The day after Christmas the wind was so fierce I dared not go outside. By noon it was nearly dark, and sand rattled the glass, piling up against the windows. To calm my fears, I took out my new pad and made sketches of the children and the mountains. I even drew a scene from the mining camps and a picture of our wagon headed westward across the prairie.

The next day, after the wind had stopped and the sky turned blue and still again, I took the drawings I had made out into the light and saw what a mass of confusion some of them were, filled with thick dark lines. Dr. Mayfield came that afternoon to see if the wind had destroyed us, and when he caught sight of a drawing I had made of the mountain, asked if he could have it. I did not think to refuse him after all he has done for us.

The next day he came again, and the one after that. And so, Maggie, my resolve to do as you advised has weakened. Next week he has promised to ride across the mountains and look for Clayton.

Your Sister,

Abigail

February 7, 1873

Dear Maggie,

A month has passed since I last wrote, but it seems to me more than a year. Thomas had planned to ride over the mountains in search of news about Clayton, but we had a snowstorm the second week of January, and the mountains became impassable. I may have to wait for spring before I can learn of Clayton's fate.

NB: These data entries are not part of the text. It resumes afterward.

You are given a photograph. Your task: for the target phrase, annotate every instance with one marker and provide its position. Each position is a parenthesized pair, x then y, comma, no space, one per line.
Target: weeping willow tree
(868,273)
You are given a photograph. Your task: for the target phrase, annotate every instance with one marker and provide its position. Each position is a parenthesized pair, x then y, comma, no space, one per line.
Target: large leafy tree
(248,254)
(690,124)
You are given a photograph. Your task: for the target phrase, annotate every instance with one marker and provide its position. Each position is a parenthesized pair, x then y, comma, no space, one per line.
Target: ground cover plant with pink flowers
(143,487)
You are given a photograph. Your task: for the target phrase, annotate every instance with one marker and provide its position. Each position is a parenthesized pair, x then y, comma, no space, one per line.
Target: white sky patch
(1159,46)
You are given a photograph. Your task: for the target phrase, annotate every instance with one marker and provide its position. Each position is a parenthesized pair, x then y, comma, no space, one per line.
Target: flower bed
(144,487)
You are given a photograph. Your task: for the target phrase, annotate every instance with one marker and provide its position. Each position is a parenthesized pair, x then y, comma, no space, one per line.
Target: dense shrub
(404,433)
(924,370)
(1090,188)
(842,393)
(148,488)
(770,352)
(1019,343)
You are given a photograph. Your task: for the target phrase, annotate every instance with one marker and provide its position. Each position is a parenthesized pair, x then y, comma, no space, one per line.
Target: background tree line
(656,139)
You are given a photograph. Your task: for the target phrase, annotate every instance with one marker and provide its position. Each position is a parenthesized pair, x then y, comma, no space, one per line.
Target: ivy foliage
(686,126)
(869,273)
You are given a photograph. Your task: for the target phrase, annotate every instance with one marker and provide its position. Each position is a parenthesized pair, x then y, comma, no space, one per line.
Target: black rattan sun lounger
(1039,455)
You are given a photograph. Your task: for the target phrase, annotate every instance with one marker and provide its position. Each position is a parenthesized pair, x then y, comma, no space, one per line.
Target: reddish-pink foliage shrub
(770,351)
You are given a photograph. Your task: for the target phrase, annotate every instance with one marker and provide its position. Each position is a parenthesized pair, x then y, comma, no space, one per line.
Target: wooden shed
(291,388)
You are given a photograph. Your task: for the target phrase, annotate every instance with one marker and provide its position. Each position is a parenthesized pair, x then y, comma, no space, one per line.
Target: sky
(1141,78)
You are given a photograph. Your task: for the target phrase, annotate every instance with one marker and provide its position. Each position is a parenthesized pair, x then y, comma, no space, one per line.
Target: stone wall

Thomas has been our faithful guardian throughout the cold, carrying a wagon load of wood from Mr. Peerson's in the worst of the snow. Then one night last week, after there were rumors of an Indian uprising, he and Mr. Peerson brought us in the wagon to Mr. Peerson's ranch, where we spent three comfortable nights on feather mattresses under thick quilts and comforters.

More than once I asked them to let me do the cooking, cleaning, or mending as payment for their kindness, but they would not hear me and instead spent hours entertaining us with stories of their adventures. Thomas has traveled across the mountains of Colorado and seen one of the last herds of buffalo. Last spring he was led through a canyon filled with unusual rock formations by an Indian guide. Mr. Peerson told of the months he spent living with a tribe in Texas. There was a man bit by a rattlesnake who was cured of it by an Indian doctor, and Mr. Peerson witnessed several of the Indian dances. He was quite impressed with the chief, who he said was more intelligent than most white men. The world is so much larger than Stillwater, Maggie, and at times I cannot get enough of it.